The introduction of the halo cockpit protection device has forced the FIA to adjust the start light gantry at Albert Park to address driver visibility fears.

Concerns had been raised by drivers that the new-for-2018 device could impair vision of the lights at race starts.

To combat this the world motorsport governing body has lowered the main light gantry, a measure which will be implemented at all Formula 1 circuits.

A second set of lights, which were positioned on the middle of the grid, have also been moved further forward to assist drivers.

The field will be allowed to compete practice starts to test the new lighting positions at the end of both 90 minute practice sessions on Friday.

“With the halo what we’ve asked every circuit to do is to make the lights at a standard height above the track,” said F1 Race Director Charlie Whiting.
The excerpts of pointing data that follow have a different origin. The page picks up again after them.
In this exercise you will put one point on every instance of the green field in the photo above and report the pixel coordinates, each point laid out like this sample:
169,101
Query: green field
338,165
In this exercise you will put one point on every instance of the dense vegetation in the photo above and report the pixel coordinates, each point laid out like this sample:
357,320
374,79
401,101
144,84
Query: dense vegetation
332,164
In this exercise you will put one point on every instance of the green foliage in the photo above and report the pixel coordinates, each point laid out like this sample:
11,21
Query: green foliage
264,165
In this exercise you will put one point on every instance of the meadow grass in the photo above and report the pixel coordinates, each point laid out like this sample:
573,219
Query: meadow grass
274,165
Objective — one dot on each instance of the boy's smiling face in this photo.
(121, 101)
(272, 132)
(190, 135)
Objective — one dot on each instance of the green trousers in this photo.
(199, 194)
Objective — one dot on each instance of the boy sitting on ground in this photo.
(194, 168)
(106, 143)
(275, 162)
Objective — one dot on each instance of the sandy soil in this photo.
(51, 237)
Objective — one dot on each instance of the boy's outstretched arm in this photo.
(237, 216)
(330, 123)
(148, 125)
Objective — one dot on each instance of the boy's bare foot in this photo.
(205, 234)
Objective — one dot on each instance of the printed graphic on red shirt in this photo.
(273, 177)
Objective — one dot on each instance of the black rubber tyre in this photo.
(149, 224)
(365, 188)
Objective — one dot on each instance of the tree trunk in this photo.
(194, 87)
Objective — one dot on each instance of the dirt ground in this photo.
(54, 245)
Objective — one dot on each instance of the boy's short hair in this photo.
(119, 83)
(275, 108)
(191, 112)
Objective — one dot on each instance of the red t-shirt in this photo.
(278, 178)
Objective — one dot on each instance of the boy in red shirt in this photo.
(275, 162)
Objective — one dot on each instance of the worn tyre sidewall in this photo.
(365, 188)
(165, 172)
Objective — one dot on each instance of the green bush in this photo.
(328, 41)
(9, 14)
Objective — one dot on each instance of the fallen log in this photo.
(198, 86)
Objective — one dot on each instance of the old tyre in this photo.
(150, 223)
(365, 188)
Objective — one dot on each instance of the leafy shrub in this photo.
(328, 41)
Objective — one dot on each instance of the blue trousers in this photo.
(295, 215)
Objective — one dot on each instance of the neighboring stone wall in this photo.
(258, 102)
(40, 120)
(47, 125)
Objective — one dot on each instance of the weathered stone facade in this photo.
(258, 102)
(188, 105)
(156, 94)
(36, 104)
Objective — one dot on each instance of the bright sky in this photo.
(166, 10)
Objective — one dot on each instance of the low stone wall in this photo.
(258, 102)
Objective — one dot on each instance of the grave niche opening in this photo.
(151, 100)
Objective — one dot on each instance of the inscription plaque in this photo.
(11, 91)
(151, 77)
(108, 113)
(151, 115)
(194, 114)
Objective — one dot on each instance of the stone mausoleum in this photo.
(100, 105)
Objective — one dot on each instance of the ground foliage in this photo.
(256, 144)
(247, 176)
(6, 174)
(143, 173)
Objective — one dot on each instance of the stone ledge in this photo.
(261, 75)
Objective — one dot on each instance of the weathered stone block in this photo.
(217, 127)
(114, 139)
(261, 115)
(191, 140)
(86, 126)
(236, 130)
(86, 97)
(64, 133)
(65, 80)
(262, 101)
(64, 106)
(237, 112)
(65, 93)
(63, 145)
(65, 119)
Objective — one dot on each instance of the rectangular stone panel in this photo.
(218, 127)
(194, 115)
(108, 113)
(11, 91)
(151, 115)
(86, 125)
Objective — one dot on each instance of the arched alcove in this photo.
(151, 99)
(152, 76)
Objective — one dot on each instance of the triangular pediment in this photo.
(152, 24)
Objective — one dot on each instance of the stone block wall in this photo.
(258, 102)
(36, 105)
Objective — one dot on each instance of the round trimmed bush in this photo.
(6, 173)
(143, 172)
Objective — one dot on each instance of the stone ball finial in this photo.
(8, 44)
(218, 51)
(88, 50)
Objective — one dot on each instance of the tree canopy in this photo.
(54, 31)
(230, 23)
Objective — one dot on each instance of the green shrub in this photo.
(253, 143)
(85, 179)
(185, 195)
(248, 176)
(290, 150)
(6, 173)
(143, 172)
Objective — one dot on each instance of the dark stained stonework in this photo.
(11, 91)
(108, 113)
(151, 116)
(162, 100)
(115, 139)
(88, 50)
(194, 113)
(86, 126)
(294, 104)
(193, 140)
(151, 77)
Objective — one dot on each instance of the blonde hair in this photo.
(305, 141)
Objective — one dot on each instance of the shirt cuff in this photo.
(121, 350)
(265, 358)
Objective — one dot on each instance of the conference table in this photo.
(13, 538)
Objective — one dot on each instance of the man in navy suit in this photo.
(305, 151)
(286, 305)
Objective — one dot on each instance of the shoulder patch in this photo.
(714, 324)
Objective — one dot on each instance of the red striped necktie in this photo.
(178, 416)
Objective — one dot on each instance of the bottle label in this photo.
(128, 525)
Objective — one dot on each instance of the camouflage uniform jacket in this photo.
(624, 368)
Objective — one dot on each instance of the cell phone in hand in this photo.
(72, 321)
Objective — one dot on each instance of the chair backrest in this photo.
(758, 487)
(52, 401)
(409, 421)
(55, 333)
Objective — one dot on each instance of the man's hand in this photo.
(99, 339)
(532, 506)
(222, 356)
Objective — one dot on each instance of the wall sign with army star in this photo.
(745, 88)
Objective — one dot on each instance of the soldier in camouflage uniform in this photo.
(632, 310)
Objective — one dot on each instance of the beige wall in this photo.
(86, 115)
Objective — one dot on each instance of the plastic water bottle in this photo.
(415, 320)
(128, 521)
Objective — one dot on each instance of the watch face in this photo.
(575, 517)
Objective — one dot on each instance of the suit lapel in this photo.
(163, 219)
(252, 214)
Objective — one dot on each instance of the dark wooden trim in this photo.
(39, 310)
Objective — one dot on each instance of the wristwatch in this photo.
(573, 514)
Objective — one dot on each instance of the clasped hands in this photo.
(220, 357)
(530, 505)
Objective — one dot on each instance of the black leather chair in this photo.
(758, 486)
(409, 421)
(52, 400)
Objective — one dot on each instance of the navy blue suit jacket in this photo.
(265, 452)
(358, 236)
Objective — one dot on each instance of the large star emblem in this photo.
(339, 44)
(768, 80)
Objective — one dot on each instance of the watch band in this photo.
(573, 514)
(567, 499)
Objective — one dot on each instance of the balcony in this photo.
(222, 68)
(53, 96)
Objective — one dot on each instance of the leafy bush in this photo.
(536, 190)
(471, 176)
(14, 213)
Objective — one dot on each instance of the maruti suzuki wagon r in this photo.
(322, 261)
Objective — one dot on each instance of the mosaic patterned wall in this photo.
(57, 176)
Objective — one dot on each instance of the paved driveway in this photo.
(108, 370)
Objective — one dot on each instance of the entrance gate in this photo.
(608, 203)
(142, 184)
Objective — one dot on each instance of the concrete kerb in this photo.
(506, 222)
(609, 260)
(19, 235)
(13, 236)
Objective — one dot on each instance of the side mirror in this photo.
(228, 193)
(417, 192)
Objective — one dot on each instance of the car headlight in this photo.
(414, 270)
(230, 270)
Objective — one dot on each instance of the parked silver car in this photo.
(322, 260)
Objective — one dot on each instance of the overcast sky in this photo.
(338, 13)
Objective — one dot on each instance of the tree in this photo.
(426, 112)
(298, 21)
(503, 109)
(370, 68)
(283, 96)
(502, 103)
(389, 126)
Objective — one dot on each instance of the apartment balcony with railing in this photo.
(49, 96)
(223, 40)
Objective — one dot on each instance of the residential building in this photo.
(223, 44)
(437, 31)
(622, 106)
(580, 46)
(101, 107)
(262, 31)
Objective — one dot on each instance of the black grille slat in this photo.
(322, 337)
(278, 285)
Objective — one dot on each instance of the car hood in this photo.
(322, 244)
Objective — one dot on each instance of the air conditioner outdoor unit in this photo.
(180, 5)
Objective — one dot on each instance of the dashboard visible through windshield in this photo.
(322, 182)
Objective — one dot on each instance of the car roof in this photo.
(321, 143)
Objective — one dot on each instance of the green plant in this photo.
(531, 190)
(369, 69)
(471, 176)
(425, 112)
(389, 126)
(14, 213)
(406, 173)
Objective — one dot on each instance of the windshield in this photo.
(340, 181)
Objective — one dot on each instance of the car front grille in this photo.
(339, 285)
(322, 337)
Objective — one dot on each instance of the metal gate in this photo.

“We’ve also put a repeat set of lights, in this case off to the left, over the verge.

“Those repeat lights were normally halfway up the grid, and they were fitted round about 2009, when the rear wings became higher on the cars.

“Some drivers complained about not being able to see the main start lights, so that’s when we introduced an extra set.

“But now the wings have been lowered, there’s no need for those halfway up the grid. So I’ve decided to utilise them somewhere else.

“Pole position seems to be the worst-case scenario with the halo there – maybe the driver can’t quite see the lights, or see only half of them, and he might have to move his head too much.

“But then he’s got a repeat set of lights which are five metres further down (the track).

“What I thought would be a good idea was to give the driver sight of those lights rather than have them look at them for the first time on Sunday evening.”

The change follows the introduction of an third DRS zone at the Albert Park circuit, located at the Turn 11-12 chicane.

Meanwhile drivers have suggested that the halo should be used as a means of driver identification, given that it obscures the view of their crash helmets.

Lewis Hamilton, Sebastian Vettel and Daniel Ricciardo voiced similar opinions on the topic, with the latter suggesting a colour scheme should be painted onto the halo to help distinguish between team-mates.

“The only thing I could think of was putting something on the halo to distinguish team-mates,” said Ricciardo.

“Is it the camera or the rollhoop or whatever that sometimes one driver has yellow so you can kind of tell a little bit there?

“Maybe do something between team-mates with the halos just to give fans a little bit of an idea who’s behind the wheel because you don’t really see the helmet now.”

Opening practice for the Formula 1 Rolex Australian Grand Prix begins on Friday at 1200 local time/AEDT.